Post # 1
I am a 40 year old bride to be who has selected my bridesmaids but most of them are not participating like they should. How do I take some of the ladies out of my bridal party without jeopardizing our friendship?
Post # 3
You will probably get a lot of flack for the fact that bridesmaids/MOH’s are really only suppose to show up the day of to support you in their attire. Anything assigned needs to be discussed/agreed upon by both parties; However, if you want to cut down your bridal party there are a few ways you can do it:
1. Let them know you need to cut down the party due to spacing at your venue (if you don’t have a lot of room at the front for them all to stand
2. How many does your FI plan on having on their side? You can let them know your FI and you need to make cuts so you have the same numbers on each side and that unfortunately you need to make some cuts but you still want them coming as a guest
3. Be open/honest about your expectations of what you wish your wedding party to do and be honest about your consequences. If they don’t know your expectations or what you want help with than you may need to clarify with those not participating.
Post # 4
@mrsmiketobe: I can hardly wait, what “should” they be doing? How many did you selec, and why did you select that number?
Post # 5
I would talk to them about your expectations are from your wedding party before cutting them. Cutting them is going to hurt feelings, period, no matter how you paint it.

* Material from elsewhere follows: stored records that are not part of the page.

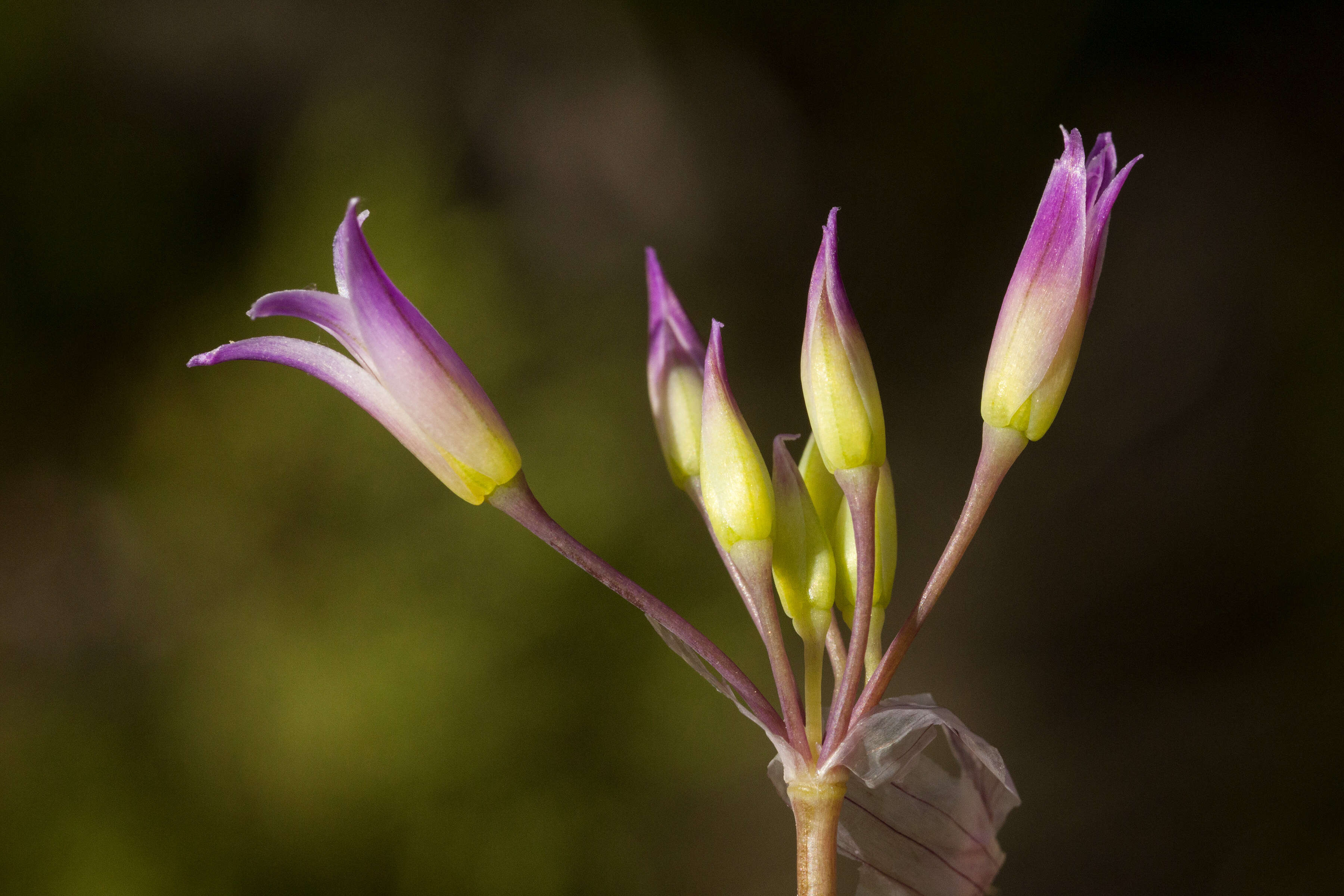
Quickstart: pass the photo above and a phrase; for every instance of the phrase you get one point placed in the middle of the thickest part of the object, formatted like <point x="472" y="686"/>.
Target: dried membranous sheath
<point x="804" y="572"/>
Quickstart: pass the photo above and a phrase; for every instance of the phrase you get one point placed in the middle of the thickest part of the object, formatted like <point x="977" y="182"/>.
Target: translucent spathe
<point x="738" y="496"/>
<point x="1045" y="311"/>
<point x="676" y="375"/>
<point x="404" y="374"/>
<point x="839" y="385"/>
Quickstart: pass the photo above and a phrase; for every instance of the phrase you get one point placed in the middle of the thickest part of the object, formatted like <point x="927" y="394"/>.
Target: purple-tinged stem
<point x="750" y="573"/>
<point x="999" y="448"/>
<point x="835" y="649"/>
<point x="517" y="500"/>
<point x="861" y="491"/>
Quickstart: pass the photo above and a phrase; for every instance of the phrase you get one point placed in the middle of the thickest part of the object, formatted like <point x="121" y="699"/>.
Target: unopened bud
<point x="822" y="484"/>
<point x="839" y="386"/>
<point x="738" y="496"/>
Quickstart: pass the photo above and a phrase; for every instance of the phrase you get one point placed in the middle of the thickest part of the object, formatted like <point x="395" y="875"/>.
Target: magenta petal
<point x="347" y="378"/>
<point x="1045" y="285"/>
<point x="672" y="337"/>
<point x="334" y="314"/>
<point x="416" y="364"/>
<point x="1099" y="225"/>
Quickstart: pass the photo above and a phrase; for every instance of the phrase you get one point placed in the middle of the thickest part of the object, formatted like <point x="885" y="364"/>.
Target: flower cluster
<point x="811" y="536"/>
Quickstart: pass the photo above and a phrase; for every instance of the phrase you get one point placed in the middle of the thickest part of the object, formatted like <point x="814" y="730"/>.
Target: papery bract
<point x="404" y="374"/>
<point x="839" y="385"/>
<point x="676" y="375"/>
<point x="1045" y="311"/>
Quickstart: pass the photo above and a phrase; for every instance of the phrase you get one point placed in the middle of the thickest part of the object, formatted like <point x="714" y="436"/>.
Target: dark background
<point x="248" y="645"/>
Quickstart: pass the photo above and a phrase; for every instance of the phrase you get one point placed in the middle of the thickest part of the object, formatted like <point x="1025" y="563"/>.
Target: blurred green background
<point x="249" y="645"/>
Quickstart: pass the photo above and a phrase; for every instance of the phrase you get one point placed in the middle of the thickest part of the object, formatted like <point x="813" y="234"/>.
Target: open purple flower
<point x="404" y="374"/>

I’m a little confused as to why you would cut them though. To avoid giving them a gift you don’t feel they’ve earned, or are you just hoping to bring on new more helpful maids in their place?
Post # 6
Can you explain exactly what your “participation expectations” of them are?
Post # 7
Post # 8
@mrsmiketobe: I have 6 bridesmaids, and all I expect from them is: help pick their dresses, wear shoes in the same colour as each other, and stand beside me on my wedding day. I didn’t choose them so that I’d have a team to help plan my wedding… I just want them there because they’re important to me, not because I need my own personal wedding concierge.
Post # 9
Your expectations of their participation may be too high. It would be nice if they helped out, but did you choose them as friends or as your labor force?
They probably have things going on in their lives and can’t do more than they have been. If your date is correct, you’re cutting it pretty close to it to start desimating your bridal party now.
Post # 10
What are you expecting them to do that they aren’t doing?
Quite honestly, all I expect of my girls is to set a day for them to pick a dress, show up early on the day of for hair & makeup [which I’m paying for, along with their dress], and smile and look pretty.